The film opens with the concurrent unsuccessful suicide attempts of a twin brother and sister, Milo and Maggie. Milo is a gay, unemployed actor. Maggie is a married, discontented dental hygienist. His attempt fails; hers is interrupted by the news of his. Despite being thick as thieves as kids, they haven’t spoken each other in ten years. Rushing across the country to be by Milo’s side, Maggie insists that he move in with her and her husband Lance until he has recovered. Living under the same roof, these two troubled people reconnect, rediscovering the bond that they share, confronting old wounds and helping each other address their issues.
Obviously, The Skeleton Twins is not the light giggle-fest you might have expected. The movie is best described as a ‘dramedy.’ It explores some serious issues – depression, self-worth, the effects of suicide – in a serious way, but with the cast it possesses it can’t help but allow some humour to sneak in.
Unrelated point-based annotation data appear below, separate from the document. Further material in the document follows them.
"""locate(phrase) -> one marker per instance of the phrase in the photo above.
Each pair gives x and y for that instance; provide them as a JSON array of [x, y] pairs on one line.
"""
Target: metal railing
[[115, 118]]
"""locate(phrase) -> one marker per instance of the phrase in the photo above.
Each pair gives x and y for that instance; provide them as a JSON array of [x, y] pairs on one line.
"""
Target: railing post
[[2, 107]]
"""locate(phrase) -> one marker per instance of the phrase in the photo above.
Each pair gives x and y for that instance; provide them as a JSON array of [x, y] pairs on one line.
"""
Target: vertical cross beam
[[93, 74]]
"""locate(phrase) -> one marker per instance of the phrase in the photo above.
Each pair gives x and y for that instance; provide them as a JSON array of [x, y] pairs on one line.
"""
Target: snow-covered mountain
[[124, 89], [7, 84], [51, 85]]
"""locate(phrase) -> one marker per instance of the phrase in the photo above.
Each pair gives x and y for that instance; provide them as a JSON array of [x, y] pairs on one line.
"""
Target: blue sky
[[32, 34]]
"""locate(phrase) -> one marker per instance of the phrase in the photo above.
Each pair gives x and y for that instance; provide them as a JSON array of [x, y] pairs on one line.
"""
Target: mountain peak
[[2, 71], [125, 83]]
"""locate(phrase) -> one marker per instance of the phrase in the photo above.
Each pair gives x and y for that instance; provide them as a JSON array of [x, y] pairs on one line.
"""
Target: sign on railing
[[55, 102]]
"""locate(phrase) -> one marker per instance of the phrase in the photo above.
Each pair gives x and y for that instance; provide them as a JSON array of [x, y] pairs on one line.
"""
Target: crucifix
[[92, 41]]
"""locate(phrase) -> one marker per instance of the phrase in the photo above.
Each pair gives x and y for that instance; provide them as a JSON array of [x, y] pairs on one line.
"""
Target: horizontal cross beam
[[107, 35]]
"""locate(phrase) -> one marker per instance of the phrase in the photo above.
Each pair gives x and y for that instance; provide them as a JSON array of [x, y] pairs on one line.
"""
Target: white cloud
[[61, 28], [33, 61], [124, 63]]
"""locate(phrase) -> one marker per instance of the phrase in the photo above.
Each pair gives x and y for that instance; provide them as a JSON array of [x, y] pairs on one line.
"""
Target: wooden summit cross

Covering some familiar thematic ground, Craig Johnson and Mark Heyman’s screenplay feels a bit paint-by-numbers indie. Over the last two decades of American independent film we have seen dysfunctional, estranged families and adults trying to deal with the scars inflicted by their parents explored ad nauseam. While The Skeleton Twins is an earnest film, it doesn’t offer us anything drastically different. While Johnson and Heyman succeed in creating strong, complex and largely believable characters, the narrative itself occasionally opts for the easy and conventional route.
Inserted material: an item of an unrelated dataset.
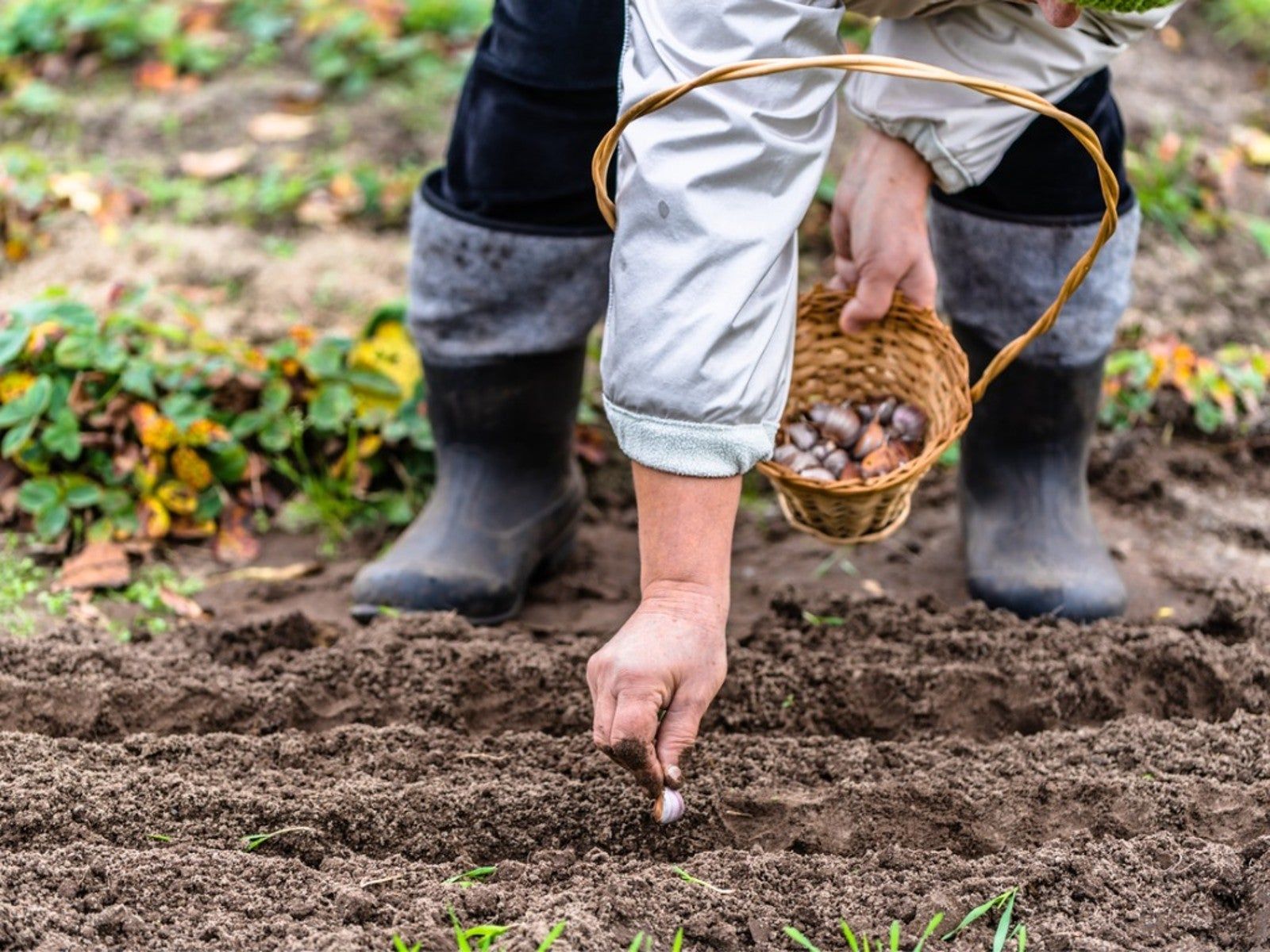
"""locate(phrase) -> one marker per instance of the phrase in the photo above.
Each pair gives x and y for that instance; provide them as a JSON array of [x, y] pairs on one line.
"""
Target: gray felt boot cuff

The strength of the movie comes from the revelatory central performances from Hader and Wiig. Both are clearly heavily invested in the project and show impressive dramatic range which may surprise some given their improvisational comedy backgrounds. We’ve seen glimpses of what Wiig is capable of in dramatic moments in Bridesmaids and The Secret Life of Walter Mitty, but Hader’s film career has to this point been made up of supporting roles in broad comedies. He joked about himself in the James Franco roast, “Bill’s ok in the movies if you need a best friend’s best friend to ask an exposition question.” With one of Hader’s most beloved SNL characters being the ultra-camp Stefon, it is impressive to see that Hader’s Milo doesn’t fall back on lazy gay stereotyping but is a well-crafted and complex character.
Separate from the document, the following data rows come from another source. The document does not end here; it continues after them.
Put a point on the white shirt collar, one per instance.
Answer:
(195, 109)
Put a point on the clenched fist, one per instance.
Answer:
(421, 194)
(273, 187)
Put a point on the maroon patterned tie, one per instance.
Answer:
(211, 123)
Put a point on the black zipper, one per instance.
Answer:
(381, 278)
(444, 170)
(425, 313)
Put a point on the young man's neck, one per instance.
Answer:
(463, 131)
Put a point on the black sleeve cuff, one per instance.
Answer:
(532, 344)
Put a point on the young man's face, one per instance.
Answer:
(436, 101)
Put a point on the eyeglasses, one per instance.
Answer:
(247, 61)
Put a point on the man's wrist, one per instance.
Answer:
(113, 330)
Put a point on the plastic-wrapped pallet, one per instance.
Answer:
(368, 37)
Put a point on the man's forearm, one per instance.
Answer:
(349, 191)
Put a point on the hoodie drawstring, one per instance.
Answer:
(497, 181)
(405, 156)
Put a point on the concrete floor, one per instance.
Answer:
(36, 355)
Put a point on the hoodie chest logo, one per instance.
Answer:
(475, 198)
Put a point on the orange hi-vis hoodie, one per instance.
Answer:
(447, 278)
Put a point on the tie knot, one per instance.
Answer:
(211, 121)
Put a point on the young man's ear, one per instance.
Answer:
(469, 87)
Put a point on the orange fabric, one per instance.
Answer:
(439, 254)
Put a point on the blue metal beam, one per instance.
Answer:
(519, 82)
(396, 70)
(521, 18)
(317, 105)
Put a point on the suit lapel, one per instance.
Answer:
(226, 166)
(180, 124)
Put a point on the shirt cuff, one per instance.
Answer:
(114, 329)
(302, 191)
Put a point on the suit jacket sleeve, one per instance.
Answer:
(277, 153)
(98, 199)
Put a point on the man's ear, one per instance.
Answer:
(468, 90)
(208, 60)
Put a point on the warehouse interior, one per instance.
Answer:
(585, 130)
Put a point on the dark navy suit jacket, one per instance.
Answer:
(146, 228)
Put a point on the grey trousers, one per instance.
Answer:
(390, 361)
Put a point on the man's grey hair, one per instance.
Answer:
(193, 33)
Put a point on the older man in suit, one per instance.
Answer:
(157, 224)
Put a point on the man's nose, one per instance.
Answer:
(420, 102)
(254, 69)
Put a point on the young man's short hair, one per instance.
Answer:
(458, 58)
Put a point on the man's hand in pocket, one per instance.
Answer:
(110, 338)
Having worked together for so many years on SNL, there is a chemistry between the two which helps make them very believable as siblings. Milo and Maggie have a shared sense of humour and shorthand communication which is obviously natural to Hader and Wiig. While their performances in the film’s more dramatic moments which is what surprises, their comedic abilities are still pivotal. Their humour shines through in moments that break through the film’s bleakness but also serve to reinforce it. It emphasises the fact that these are two fun individuals who have been squashed by life.
The Skeleton Twins is moving, at times quite confronting, and at others very funny and reminds us of the special bond that siblings share.